それは権力側であり当時の世の中を考えれば自ずと判明します。となれば、江戸時代のような仇討ちなどの無法は論外ながら、法律に訴え、寧ろそれ以上に、一般の人々は、より猜疑心を持ち、人を信頼せず、用心してかかれということになります。天下は絶対であり、全体主義の閉塞感すらします。

芥川は、司法、経済、宗教などの各分野の観点もおもしろく描き、武士道を重んじるひとりの政治家が一蹴され、仇討ちなど論外と論断する。蟹に全く同情の余地が無いといいます。

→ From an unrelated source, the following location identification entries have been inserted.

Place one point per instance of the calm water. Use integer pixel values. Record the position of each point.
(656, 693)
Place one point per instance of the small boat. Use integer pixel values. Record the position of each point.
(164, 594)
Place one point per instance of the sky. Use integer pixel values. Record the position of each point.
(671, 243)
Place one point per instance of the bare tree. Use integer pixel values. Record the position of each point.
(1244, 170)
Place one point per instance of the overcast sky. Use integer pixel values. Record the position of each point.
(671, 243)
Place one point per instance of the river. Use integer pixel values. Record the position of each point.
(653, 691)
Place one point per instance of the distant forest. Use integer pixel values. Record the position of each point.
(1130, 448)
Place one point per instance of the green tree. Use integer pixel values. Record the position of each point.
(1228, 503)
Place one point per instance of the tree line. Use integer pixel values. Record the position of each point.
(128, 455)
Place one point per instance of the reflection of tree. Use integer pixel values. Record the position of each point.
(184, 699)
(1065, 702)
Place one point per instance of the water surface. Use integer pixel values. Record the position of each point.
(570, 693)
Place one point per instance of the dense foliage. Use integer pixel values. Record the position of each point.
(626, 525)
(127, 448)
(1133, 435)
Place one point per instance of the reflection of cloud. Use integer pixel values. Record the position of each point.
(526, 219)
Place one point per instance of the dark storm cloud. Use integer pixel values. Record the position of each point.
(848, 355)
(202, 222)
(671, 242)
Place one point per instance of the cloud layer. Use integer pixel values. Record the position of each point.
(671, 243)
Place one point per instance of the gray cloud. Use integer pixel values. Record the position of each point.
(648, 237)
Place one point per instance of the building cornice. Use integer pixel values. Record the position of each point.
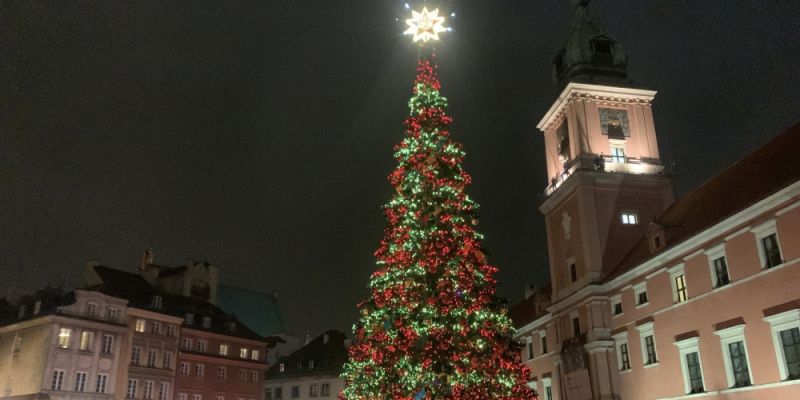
(583, 91)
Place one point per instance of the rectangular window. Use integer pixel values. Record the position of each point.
(63, 337)
(790, 343)
(650, 348)
(772, 253)
(100, 385)
(163, 391)
(576, 326)
(629, 218)
(151, 358)
(617, 154)
(695, 375)
(167, 362)
(148, 390)
(107, 344)
(741, 373)
(136, 355)
(113, 313)
(624, 357)
(87, 339)
(80, 382)
(680, 288)
(58, 380)
(721, 272)
(543, 339)
(131, 392)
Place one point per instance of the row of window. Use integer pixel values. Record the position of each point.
(769, 254)
(81, 382)
(196, 396)
(224, 349)
(155, 328)
(314, 390)
(148, 390)
(87, 341)
(152, 358)
(786, 334)
(245, 375)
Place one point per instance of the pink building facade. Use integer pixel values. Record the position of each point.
(652, 297)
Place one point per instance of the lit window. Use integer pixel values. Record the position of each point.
(100, 385)
(80, 381)
(91, 309)
(131, 392)
(629, 218)
(641, 294)
(786, 338)
(136, 355)
(63, 337)
(107, 344)
(648, 343)
(87, 340)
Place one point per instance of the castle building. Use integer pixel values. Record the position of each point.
(653, 297)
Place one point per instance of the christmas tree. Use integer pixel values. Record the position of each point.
(432, 327)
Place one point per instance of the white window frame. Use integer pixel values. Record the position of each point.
(728, 336)
(762, 231)
(647, 329)
(546, 383)
(713, 254)
(674, 273)
(781, 322)
(620, 339)
(687, 346)
(639, 288)
(614, 300)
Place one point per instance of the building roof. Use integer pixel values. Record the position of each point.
(139, 293)
(260, 311)
(328, 357)
(749, 180)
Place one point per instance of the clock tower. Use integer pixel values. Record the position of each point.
(606, 181)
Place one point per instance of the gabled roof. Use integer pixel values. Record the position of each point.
(751, 179)
(328, 357)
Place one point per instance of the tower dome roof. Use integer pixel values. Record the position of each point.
(589, 55)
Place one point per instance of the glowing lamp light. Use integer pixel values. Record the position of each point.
(426, 25)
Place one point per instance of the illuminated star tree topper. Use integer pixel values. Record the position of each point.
(425, 25)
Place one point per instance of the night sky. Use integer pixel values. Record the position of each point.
(257, 135)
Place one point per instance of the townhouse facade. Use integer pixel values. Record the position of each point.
(652, 297)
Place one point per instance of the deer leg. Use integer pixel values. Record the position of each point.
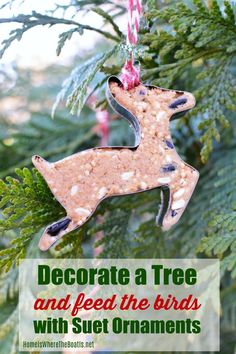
(176, 196)
(58, 229)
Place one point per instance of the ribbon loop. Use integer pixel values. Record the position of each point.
(130, 74)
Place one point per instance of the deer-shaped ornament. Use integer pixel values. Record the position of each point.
(81, 181)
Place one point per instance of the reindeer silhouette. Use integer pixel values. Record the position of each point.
(81, 181)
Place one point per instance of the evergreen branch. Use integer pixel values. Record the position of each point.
(76, 86)
(203, 41)
(27, 205)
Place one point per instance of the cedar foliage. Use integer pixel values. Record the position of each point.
(188, 45)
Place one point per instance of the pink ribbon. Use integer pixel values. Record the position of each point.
(129, 73)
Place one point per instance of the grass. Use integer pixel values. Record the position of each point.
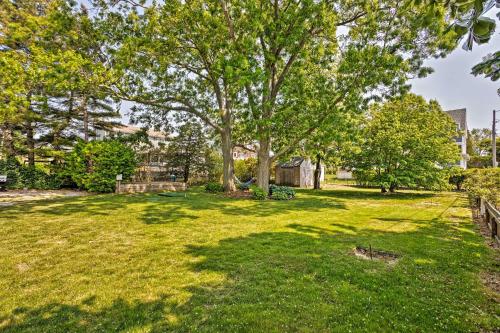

こうなれば、遠因として人情や世間や武士道精神など、良き慣習は失われていくのも当然です。

作品の背景

明治25年に生まれ、昭和2年に自殺した芥川ですが、富国強兵や殖産興業など日本の近代化は急速に進み、先進国と並ぶ国民国家を築きます。1873(明治6年)年に、仇討ち禁止の最初の法律が江藤新平の出した復讐禁止令です。近代国家として法治国家であることを内外に示す必要や、もとより幕末から維新期の派閥、政論の対立による紛争を完全に立ち切る必要もありました。

しかし同時に、強い皇国史観のなかでも、大正デモクラシーの民本主義の動きもありました。日清・日露そして第一次世界大戦の特需を経て一等国となりますが、その後、昭和恐慌となり日本は暗い時代に突入していきます。国粋主義もあれば大逆事件のような反動もある。猿蟹合戦の最期の「天下の読者に寄す、君たちもたいてい蟹なんですよ」のフレーズは、パロディにこめた皮肉でもあります。

発表時期

1923(大正12)年2月、中央公論社『婦人公論』3月号に発表。芥川龍之介は31歳。芥川は24歳で「鼻」を発表し、尊敬する漱石より絶賛され、その後、人気作家としての道を歩みます。日本の民話「さるかに合戦」を元に、後日談という形式をとっていますが、題材のなかに次第に閉塞していく時代状況がうかがえます。